Consumptions taxes disproportionately burden businesses, too.
As stated above, in a “flat” consumption tax model, all purchases of goods and services are taxed, including purchases made by businesses; and as already known, any tax on business purchases constitutes the mother-of-all-barriers to growing a business.
With an income tax, it’s relatively easy (though time-consuming) to deduct revenues spent on business expenses from taxation. With a consumption tax, this is decidedly more difficult, since tax is paid at the point-of-sale.
In countries with a VAT, for instance, businesses may recoup, from the government, the amount of taxes paid on expenses at the end of each year; however, the records-keeping burden of doing so is enormous, even more so than the records-keeping burden of our income tax system, because the purchasing business’ records must match perfectly with the selling business’ records.
This system also creates additional work- and additional expense- for government tax agencies: Every business in the country submits a request for reimbursement of taxes paid, every year, which means governments must compare the tax forms submitted by ‘Business A’ against the tax forms of every other business ‘Business A’ has purchased from that year.

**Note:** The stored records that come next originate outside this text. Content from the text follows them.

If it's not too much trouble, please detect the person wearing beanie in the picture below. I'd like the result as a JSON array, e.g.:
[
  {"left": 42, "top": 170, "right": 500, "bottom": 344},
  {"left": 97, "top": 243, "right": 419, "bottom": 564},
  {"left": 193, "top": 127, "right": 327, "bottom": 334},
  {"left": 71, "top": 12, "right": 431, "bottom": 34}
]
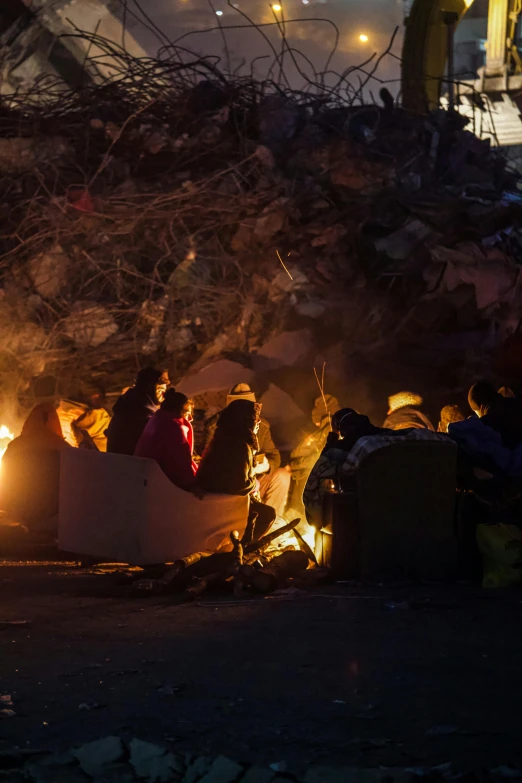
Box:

It’s no surprise, then, that some countries- Costa Rica, for example- choose to only allow certain expenses to be deducted, in order to minimize this burden of examination. In choosing to limit the types of expenses eligible for deduction, the government makes a conscious decision to tax certain business expenses- which brings us full-circle to the mother-of-all-barriers to business growth mentioned above.

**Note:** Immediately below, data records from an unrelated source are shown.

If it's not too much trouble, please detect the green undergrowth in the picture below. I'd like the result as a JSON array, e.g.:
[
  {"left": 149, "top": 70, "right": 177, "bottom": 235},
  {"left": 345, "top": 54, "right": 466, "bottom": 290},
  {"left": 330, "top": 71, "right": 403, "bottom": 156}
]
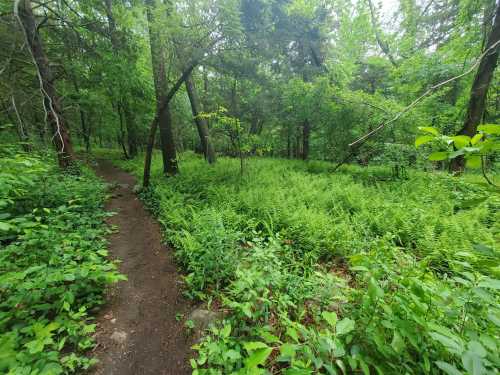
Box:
[
  {"left": 118, "top": 154, "right": 500, "bottom": 375},
  {"left": 0, "top": 145, "right": 122, "bottom": 375}
]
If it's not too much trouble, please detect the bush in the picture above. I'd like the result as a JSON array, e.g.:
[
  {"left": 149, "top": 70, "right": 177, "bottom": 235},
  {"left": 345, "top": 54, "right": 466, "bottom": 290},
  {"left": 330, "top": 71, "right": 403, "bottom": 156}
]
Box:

The net effect of this: large businesses are favored, while small businesses remain small. The larger a business, the more easily said business may cope with the intense regulatory burden of records-keeping, or absorb the cost of taxes paid on business purchases. In fact, consumption taxes disproportionately favor vertically-integrated businesses- those companies large enough to own their suppliers- since greater integration means all records-keeping (or all business purchasing) is internal.
Stated another way: Consumption tax schemes are the cronyists’ best friend, since consumption taxes favor already-large businesses and stifle potential competitors by preventing them from growing. (Note: I refuse to dignify the term “crony capitalism”, since it isn’t capitalism at all.)
This being the case, wealth remains generational, and the American dream of working hard, taking risks, and succeeding- and accumulating wealth in the process- becomes impossible. Consider this point: The class warfare rhetoric of socialists- “rich people stay rich, poor people stay poor”- becomes fact when a widespread consumption tax is instituted. This goes part-way to explaining how European nations (early adopters of consumption tax) accepted and embraced socialism at a faster pace than it was accepted here in the United States.
In sum: Consumption taxes as a major source of government revenue keep poor people poor, inhibit growth of small businesses, favor large businesses and ensure that wealth remains generational. Consumption tax schemes cause economies to become stagnant by stifling competition, and promote conditions which breed socialist sympathy and criminality.
If you, the reader, would like to refute these assertions, all you need to do is show me an example of a country which has had a major (i.e., a rate substantially greater than state sales taxes here) consumption tax for more than ten years, where none of these events have taken place. I can confidently issue this challenge, because I know there isn’t such a place.